Brandeis survey urges community to go ‘beyond welcoming.’

Mendy Hechtman/Flash90
Mendy Hechtman/Flash90

It was just a few years ago that the Jewish community was collectively wringing its hands over increasing rates of intermarriage. Now, a new study is reassuring the community that maybe things aren’t so bad after all.

According to a study by the Cohen Center for Modern Jewish Studies at Brandeis University, young couples consisting of one Jewish and one non-Jewish spouse are far from lost to the Jewish community. In fact, the majority of intermarried couples feel welcome in the Jewish community, a far cry from what would have been the case 10 or 20 years ago.

“There was a time when parents would sit shiva, metaphorically or otherwise, if a child married a non-Jew, and that situation has changed,” said Leonard Saxe, director of the Cohen Center and one of the authors of the study. Today, Saxe said, “young couples know that they are welcome.”

The study, conducted in 2017, included 1,128 young couples, 607 of whom included two Jewish members and 521 of whom included one Jew and one non-Jew. The participants in the study were recruited by Birthright participants who had been involved in previous studies. The sample for the current study is not random and is not representative of American Jews or intermarried Jews as a whole.

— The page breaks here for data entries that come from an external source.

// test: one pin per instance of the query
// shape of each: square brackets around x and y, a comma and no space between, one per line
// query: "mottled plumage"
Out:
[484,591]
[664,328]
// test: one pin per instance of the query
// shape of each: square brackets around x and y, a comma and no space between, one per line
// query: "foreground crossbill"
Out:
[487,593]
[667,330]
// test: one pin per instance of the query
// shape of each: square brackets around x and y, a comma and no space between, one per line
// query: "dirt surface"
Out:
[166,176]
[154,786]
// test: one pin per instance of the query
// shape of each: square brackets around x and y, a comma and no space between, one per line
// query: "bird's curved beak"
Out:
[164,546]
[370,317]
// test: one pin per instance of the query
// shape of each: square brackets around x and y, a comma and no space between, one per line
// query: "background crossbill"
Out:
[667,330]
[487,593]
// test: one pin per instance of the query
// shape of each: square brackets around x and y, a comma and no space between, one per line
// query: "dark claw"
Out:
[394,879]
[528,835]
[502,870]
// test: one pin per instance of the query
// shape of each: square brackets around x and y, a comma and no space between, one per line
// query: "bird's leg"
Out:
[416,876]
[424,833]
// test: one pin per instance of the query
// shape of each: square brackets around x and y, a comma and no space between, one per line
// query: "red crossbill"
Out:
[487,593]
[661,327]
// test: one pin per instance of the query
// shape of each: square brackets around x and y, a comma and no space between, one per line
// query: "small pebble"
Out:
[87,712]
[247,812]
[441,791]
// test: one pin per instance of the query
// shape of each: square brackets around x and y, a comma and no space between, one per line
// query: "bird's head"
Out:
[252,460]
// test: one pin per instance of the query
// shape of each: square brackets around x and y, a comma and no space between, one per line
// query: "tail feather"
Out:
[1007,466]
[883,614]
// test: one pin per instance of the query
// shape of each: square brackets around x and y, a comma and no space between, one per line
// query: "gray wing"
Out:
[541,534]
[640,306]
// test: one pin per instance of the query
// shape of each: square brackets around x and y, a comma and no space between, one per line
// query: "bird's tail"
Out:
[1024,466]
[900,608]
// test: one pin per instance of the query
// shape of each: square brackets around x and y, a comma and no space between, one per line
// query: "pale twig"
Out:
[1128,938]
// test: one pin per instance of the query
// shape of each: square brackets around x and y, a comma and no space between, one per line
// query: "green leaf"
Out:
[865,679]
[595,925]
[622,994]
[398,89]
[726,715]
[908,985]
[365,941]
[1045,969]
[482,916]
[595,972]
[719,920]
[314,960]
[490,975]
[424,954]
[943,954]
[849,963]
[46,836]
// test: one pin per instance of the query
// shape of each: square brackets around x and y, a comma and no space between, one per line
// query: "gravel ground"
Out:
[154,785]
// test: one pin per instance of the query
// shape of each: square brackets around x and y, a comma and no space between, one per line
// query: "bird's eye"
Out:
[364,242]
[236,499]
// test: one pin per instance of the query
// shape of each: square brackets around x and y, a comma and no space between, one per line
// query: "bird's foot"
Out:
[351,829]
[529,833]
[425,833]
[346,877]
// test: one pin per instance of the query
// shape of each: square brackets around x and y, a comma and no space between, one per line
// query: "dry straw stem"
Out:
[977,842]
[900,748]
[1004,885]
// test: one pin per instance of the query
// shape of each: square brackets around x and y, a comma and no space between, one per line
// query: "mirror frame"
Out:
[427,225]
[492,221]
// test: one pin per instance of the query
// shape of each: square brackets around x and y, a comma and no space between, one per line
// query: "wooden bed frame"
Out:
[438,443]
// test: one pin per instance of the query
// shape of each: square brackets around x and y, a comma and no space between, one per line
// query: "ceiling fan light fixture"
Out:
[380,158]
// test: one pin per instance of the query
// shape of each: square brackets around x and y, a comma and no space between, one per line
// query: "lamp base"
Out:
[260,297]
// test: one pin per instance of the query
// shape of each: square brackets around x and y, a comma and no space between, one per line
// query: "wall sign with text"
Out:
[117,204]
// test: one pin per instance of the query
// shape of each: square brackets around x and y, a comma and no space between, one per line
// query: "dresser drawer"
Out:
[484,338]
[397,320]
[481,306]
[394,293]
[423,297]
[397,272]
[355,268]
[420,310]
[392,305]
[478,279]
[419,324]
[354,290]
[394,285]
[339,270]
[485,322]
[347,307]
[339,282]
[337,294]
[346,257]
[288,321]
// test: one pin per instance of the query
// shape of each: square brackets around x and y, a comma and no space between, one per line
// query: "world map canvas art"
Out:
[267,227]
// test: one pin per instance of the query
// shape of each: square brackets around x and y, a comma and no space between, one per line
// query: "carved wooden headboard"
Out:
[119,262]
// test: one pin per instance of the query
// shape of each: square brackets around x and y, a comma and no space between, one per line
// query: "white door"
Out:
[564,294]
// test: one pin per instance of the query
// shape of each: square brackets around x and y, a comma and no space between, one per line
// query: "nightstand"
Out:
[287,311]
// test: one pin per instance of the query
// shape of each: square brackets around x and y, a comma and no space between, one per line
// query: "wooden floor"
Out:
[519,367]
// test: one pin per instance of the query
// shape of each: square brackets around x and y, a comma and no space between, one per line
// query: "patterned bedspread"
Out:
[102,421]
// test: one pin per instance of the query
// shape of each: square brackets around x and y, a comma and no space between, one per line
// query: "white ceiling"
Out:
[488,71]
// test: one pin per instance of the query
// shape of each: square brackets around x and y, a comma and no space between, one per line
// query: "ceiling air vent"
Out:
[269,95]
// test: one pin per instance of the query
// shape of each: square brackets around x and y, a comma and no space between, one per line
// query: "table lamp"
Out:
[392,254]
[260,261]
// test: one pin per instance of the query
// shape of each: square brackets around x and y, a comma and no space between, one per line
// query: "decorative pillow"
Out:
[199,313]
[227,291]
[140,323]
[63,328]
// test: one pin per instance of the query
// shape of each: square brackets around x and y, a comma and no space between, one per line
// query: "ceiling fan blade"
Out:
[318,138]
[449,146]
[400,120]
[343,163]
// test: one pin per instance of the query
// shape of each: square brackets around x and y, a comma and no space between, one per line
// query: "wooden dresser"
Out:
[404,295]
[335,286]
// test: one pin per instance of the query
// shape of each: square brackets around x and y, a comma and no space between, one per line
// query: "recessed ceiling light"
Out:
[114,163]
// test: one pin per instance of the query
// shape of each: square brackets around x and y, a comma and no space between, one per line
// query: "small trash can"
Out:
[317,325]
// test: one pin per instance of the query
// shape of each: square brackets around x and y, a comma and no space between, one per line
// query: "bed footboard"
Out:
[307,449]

According to Saxe, religious engagement as a child served as a reliable predictor for religious engagement as an adult. But Jews married to non-Jews showed lower rates of Jewish engagement compared to Jews married to Jews who had grown up with the same level of Jewish engagement. “Your background is clearly important in terms of predicting your level of engagement but there’s still a difference depending on whether you married a Jew or a non-Jew,” said Saxe. “It’s hard to know exactly why that is but we see it.”

Jews who were married to non-Jews were also more likely to have been the children of intermarried parents themselves. While 80 percent of Jews married to non-Jews had two Jewish parents, 57 percent of Jews married to non-Jews had a non-Jewish parent.

Calling the report “Beyond Welcoming,” the authors encouraged Jewish communities and organizations to do more than welcome intermarried couples. Saxe said that years of focus on welcoming intermarried couples, especially in the Reform and Conservative movements, had largely proven successful. He noted that the number of millennial children of intermarriage who identify as Jews has doubled compared to the previous generation. “The challenge is how do you not just welcome people but truly engage them, educate their children, engage them in serious Jewish education,” said Saxe.

The study also examined the choice of a Jewish officiant at a couple’s wedding. Of couples in which both spouses were Jewish, 85 percent were married solely by a Jewish officiant. Of couples in which one spouse was not Jewish, 22 percent were married solely by a Jewish officiant while 6 percent were married by a Jewish officiant as well as another officiant. Nearly six in 10 were married by a non-religious officiant. Only 3 percent tried to find a Jewish officiant but could not find one that would agree to perform the marriage.